LECTURE 19: General Anesthetics
FIRST SEMESTER | SY. 2024 - 2025 by: CORDERO

DESFLURANE
extremely expensive
Adverse effects:
∙ CNS: reduces cerebral metabolic rate; increases cerebral blood
flow and intracranial pressure.
∙ Cardiovascular: increases heart rate and arterial blood pressure;
does not sensitize heart to catecholamines
∙ Respiratory: dose-dependent respiratory depression
∙ Liver and renal: minimal depression of hepatic and renal blood
flow.
SERVOFLURANE
Clinical applications:
Many feature common to desflurane but is more potent and does
not cause airway irritation; more suitable for mask induction.
Contraindications:
raised intracranial pressure; pneumothorax, gastric dilation and
volvulus, intestinal obstruction, lung pathology, anemia
DIETHYL ETHER
transparent colorless liquid
possibility of explosion is great
may cause death if liquid is aspirated into the nasal passages.

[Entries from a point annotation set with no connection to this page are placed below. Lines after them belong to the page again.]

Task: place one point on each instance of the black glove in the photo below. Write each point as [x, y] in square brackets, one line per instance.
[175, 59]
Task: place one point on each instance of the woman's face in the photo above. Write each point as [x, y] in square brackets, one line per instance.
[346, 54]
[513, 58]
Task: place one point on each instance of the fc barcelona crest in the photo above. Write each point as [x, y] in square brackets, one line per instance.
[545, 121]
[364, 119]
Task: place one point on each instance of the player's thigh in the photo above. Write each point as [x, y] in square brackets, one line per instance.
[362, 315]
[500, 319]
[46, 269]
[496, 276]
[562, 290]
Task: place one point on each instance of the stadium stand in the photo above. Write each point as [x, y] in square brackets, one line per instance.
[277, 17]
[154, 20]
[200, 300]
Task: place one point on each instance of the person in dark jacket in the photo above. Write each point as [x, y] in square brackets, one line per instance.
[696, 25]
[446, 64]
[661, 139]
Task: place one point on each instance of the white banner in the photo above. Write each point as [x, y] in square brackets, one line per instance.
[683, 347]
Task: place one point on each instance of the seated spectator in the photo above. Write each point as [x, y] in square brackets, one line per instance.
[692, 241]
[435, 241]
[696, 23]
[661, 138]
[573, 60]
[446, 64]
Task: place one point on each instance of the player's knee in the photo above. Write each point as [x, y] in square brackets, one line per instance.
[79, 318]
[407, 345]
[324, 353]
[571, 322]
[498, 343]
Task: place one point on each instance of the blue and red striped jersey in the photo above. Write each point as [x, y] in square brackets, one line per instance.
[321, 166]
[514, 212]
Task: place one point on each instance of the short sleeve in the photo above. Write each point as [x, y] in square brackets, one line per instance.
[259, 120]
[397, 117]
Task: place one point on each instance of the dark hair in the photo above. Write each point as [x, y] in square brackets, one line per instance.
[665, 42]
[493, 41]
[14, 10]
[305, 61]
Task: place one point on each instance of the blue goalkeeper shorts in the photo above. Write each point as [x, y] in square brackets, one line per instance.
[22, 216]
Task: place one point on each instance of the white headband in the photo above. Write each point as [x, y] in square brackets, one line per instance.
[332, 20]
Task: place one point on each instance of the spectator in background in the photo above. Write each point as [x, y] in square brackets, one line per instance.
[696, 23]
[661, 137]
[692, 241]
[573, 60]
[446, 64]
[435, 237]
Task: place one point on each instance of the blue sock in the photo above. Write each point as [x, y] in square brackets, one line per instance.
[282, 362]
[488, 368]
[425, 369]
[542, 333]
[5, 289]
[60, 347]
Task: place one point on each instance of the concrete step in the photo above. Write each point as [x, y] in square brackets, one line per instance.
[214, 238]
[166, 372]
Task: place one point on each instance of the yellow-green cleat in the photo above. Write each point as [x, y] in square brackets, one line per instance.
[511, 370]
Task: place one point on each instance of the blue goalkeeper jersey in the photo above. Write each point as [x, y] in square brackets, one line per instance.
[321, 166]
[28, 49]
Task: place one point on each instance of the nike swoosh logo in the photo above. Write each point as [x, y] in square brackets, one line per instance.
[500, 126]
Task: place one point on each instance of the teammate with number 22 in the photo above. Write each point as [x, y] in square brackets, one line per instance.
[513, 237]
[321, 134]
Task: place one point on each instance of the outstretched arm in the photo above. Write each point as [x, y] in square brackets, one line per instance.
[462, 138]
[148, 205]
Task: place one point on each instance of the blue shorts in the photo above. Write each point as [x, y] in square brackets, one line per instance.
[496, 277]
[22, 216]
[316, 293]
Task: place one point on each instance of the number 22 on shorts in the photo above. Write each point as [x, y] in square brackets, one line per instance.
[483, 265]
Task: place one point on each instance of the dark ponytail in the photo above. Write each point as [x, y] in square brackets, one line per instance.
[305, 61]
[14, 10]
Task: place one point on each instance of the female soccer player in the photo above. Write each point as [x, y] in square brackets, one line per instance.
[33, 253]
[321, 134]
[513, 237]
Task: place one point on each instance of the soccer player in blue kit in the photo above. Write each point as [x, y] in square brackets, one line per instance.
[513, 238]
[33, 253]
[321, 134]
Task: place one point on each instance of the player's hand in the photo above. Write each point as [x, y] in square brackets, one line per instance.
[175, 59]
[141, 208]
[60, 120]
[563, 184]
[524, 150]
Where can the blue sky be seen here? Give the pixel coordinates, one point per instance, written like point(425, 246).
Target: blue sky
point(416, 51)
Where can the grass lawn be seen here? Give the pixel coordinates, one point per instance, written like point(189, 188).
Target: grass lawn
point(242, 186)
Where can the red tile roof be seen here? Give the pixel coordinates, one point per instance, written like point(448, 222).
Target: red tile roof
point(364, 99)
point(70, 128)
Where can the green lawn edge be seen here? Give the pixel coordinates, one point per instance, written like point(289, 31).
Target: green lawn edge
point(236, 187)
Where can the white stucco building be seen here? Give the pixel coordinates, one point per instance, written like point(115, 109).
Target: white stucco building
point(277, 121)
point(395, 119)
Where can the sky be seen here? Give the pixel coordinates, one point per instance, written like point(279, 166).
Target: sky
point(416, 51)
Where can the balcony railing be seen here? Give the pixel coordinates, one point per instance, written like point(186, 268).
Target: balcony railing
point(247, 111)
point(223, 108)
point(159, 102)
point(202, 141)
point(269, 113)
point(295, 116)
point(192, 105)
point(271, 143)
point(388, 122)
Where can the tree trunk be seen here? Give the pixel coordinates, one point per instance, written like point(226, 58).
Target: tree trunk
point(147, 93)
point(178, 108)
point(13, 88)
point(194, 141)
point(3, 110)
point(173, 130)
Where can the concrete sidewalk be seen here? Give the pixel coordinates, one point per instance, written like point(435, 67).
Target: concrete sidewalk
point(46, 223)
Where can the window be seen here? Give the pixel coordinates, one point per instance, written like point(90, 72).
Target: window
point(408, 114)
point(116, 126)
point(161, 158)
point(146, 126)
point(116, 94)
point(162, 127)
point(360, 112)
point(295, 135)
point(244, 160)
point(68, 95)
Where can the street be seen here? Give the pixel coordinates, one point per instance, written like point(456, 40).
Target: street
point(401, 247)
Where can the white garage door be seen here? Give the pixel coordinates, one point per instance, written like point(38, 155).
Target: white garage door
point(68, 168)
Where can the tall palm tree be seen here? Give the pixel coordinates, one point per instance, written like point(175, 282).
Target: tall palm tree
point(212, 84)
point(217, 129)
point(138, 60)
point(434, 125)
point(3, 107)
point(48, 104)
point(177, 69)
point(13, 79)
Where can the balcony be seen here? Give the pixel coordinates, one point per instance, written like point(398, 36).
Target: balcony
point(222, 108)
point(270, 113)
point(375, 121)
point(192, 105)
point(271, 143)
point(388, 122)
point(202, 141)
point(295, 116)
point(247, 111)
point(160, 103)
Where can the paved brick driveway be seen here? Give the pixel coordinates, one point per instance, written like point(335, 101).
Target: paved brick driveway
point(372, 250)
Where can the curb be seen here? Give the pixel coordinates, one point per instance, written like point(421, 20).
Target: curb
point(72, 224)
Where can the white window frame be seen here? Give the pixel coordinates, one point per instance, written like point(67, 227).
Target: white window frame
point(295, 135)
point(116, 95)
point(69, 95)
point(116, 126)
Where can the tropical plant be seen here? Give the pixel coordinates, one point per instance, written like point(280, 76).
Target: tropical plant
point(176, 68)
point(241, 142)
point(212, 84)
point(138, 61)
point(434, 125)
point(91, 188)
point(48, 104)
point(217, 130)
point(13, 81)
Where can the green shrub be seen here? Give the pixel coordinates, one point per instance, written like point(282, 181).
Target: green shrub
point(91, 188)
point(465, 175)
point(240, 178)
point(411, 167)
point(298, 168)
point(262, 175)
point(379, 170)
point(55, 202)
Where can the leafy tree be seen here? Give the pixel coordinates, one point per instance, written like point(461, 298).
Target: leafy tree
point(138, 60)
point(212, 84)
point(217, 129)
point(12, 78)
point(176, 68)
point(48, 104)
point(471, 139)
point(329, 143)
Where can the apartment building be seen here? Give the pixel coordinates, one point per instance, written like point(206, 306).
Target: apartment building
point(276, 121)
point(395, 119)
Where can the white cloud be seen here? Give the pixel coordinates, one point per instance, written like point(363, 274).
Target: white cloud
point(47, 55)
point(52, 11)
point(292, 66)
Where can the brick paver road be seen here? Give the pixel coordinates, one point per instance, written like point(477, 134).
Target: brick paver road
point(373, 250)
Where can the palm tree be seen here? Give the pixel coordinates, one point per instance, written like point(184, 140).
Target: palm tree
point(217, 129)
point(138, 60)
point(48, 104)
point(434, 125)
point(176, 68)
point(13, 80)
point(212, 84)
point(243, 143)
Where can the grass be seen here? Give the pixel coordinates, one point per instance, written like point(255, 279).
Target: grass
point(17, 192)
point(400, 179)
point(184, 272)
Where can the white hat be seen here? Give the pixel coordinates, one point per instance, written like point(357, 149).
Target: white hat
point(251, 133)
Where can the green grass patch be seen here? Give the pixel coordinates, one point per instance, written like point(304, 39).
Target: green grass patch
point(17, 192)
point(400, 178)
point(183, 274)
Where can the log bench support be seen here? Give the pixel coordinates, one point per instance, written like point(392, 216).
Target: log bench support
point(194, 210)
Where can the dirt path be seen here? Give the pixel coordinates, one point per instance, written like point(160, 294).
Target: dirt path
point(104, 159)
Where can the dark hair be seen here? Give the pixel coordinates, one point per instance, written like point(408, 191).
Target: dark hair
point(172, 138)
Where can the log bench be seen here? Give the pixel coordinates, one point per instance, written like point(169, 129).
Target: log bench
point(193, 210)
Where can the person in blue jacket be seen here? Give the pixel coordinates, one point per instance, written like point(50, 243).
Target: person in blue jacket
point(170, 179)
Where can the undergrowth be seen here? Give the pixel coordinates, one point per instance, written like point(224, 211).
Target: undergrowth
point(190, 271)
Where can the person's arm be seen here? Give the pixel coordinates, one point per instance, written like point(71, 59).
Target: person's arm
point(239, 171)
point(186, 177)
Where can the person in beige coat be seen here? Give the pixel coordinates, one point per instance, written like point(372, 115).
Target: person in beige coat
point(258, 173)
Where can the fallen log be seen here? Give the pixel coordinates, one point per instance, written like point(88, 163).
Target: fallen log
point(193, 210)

Clinical use: for induction and maintenance of anesthesia
specially in small laboratory animals.

Pharmacological effects:
∙ Nervous effects: Initial excitement; delirium during induction;
then; brain depression
∙ Cardiac effect: Failure of respiration always precedes cardiac
failure
∙ Respiratory effects: Irritation to mouth, pharynx, and respiratory
tract; Stimulation of salivation; dangerous if saliva is aspirated
into the respiratory tract; Coughing and breath holding
∙ Cardiosvascular effects: Depression of the cardiovascular system
∙ Neuromuscular effects: Relaxes skeletal muscles; Curare-like
effect at the neuromuscular junction; Depresses impulse
transmission in the spinal cord motor neuron
CHLOROFORM
It is a heavy sweet smelling liquid
neither inflammable nor explosive
Pharmacological effects
∙ Respiratory effects: Direct and indirect effects; Depressed
sensitivity to carbon dioxide; Breath slow and shallow;
Respiratory failure may occur during anesthesia.
∙ Cardiovascular effects: Effects are complex because the heart,
medullary centers and peripheral blood vessels are all affected.
Cardiac failure may occur during induction.